Se menciona el temor de la Gran Bretaña de que Francia, “una vez dominase a España [...], pretendiese apoderarse de una parte de las colonias americanas” (pág. 73); la oposición al reconocimiento de Colombia en cl parlamento inglés; el crédito colombiano en el exterior, menguado por “la serie de autorizaciones y desautorizaciones de Bolívar y Santander respectivamente” (pág. 90); los informes de los comisionados y los cónsules y, finalmente, el reconocimiento de Colombia como país independiente y autónomo.

Como se puede apreciar, el cubrimiento del tema es bastante completo en cuanto a los hechos, pero en algunos puntos falta profundidad en el análisis, específicamente en las páginas que tratan sobre la posición de los intereses políticos y económicos de Inglaterra, Francia y España ante las colonias americanas.

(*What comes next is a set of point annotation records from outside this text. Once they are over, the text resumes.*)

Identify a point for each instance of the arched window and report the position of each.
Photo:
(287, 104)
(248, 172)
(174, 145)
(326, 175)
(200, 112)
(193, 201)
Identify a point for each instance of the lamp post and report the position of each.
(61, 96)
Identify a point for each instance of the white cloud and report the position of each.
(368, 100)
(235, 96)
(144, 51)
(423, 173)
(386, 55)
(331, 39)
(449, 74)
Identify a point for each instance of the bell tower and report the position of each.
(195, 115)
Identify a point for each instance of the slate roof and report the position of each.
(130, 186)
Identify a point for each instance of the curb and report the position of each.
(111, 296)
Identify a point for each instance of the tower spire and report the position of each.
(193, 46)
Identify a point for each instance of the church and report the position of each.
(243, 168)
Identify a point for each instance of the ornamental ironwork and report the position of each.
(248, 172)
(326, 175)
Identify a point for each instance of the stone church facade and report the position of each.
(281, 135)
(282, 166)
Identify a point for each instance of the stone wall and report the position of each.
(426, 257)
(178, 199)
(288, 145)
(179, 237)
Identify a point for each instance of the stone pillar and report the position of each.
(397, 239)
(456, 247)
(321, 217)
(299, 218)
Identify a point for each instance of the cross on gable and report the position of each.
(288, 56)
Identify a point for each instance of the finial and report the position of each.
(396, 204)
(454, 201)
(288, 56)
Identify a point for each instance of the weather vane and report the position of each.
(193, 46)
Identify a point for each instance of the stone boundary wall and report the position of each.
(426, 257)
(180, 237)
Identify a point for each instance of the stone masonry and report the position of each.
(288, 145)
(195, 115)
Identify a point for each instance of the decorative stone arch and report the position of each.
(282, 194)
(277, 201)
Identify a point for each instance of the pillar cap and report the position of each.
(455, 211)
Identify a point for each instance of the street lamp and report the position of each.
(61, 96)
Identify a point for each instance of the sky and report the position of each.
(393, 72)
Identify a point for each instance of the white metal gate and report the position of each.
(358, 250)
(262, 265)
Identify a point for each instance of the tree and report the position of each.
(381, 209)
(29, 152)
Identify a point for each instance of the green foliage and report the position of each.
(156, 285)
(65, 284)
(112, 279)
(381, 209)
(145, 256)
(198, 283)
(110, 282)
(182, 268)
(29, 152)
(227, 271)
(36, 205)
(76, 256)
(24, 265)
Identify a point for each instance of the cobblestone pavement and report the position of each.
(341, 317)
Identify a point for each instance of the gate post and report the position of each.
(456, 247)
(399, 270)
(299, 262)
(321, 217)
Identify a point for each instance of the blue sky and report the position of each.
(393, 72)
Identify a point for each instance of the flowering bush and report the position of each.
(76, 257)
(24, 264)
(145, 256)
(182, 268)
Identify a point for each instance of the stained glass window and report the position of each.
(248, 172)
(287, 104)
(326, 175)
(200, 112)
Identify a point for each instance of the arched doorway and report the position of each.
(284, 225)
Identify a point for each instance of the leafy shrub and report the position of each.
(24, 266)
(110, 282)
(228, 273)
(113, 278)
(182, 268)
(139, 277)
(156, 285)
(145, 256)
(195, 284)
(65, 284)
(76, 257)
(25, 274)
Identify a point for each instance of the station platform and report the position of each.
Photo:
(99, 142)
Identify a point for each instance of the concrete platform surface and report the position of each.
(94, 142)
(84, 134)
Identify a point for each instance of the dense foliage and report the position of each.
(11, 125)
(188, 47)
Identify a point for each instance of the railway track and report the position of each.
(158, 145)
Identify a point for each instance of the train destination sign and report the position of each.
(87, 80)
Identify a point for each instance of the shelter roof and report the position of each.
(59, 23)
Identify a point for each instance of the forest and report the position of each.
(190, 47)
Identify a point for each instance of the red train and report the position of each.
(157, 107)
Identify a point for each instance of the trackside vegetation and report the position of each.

Podría decirse que para tener una comprensión global habría que consultar otras obras que complementen los elementos de la historia del siglo XIX, particularmente aquellos que analizan el papel que desempeñó la Santa Alianza.

Para terminar, la obra trae un indice analítico de materias, un índice de nombres de personas y otro toponímico que facilitan su consulta.

ANGELINA ARAÚJO.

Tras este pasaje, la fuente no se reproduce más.